As Intel revealed back in June 2023, the Falcon Shores chips will take the massively parallel Ethernet fabric and matrix math units of the Gaudi line and merge it with the Xe GPU engines created for Ponte Vecchio. This way, Falcon Shores can have 64-bit floating point processing and matrix math processing at the same time. Ponte Vecchio does not have 64-bit matrix processing, just 64-bit vector processing, which was done intentionally to meet the FP64 needs of Argonne. That’s great, but it means Ponte Vecchio is not necessarily a good idea for AI workloads, which would limit its appeal. Hence the merger of the Gaudi and Xe compute units into a single Falcon Shores engine.
We don’t know much about Falcon Shores, but we do know that it will weigh in at 1,500 watts, which is 25 percent more power consumption and heat dissipation of
the top-end “Blackwell” B200 GPU expected to be shipping in volume early next year, which is rated at 1,200 watts and which delivers 20 petaflops of compute at FP4 precision. With 25 percent more electricity burned, Falcon Shores better have at least 25 percent more performance than Blackwell at the same floating point precision level at roughly the same chip manufacturing process level. Better still, Intel had better be using its Intel 18A manufacturing process,
expected to be in production in 2025, to make Falcon Shores and it better have even more floating point oomph than even that.
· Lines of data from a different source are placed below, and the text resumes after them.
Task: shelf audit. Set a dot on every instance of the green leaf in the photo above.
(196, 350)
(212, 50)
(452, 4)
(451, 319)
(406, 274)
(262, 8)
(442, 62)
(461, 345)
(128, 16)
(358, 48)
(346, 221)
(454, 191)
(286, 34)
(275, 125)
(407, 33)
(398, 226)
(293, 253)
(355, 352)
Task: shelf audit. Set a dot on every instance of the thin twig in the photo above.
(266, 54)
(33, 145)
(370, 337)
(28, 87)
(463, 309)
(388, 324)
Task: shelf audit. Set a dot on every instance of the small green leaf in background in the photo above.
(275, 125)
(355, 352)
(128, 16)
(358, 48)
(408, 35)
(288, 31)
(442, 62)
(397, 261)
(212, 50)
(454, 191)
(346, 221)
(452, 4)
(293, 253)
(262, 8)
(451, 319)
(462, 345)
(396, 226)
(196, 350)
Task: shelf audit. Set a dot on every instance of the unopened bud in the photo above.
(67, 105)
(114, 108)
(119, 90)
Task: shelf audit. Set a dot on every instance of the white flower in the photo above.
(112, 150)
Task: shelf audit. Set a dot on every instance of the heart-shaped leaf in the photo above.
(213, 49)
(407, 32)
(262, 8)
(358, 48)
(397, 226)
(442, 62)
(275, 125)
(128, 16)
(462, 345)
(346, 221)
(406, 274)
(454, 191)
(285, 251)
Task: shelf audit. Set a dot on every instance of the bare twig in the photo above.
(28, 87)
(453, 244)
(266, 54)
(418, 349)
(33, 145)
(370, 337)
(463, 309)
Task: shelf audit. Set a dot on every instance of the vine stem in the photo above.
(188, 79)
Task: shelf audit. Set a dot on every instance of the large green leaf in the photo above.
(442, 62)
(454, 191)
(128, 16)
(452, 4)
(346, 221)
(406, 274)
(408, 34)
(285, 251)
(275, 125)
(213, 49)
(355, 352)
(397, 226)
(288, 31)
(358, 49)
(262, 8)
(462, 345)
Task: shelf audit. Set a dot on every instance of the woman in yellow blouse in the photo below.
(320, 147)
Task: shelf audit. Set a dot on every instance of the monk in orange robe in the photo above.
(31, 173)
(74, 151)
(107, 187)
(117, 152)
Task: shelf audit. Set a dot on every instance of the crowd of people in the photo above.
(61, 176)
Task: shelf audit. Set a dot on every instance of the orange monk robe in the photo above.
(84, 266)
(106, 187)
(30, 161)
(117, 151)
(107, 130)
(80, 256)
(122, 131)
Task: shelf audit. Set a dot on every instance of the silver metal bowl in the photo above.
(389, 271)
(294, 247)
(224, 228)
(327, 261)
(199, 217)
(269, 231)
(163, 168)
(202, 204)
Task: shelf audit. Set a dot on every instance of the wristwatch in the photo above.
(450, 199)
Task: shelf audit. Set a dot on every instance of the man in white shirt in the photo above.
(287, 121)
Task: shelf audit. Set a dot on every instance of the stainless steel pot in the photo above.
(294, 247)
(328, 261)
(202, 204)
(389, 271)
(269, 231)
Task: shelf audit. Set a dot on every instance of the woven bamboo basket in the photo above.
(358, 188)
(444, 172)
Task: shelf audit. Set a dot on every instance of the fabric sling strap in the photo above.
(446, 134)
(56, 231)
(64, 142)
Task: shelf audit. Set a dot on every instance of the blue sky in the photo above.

And Falcon Shores 2 had better be on the even smaller Intel 14A process,
which is expected in 2026.
It is past time for Intel to stop screwing around in both its foundry and chip design businesses. TSMC has a ruthless drumbeat of innovation, and
Nvidia’s GPU roadmap is relentless. There is an HBM memory bump and possibly a GPU compute bump coming with “Blackwell Ultra” in 2025, and the “Rubin” GPU comes in 2026 with the “Rubin Ultra” follow-on in 2027.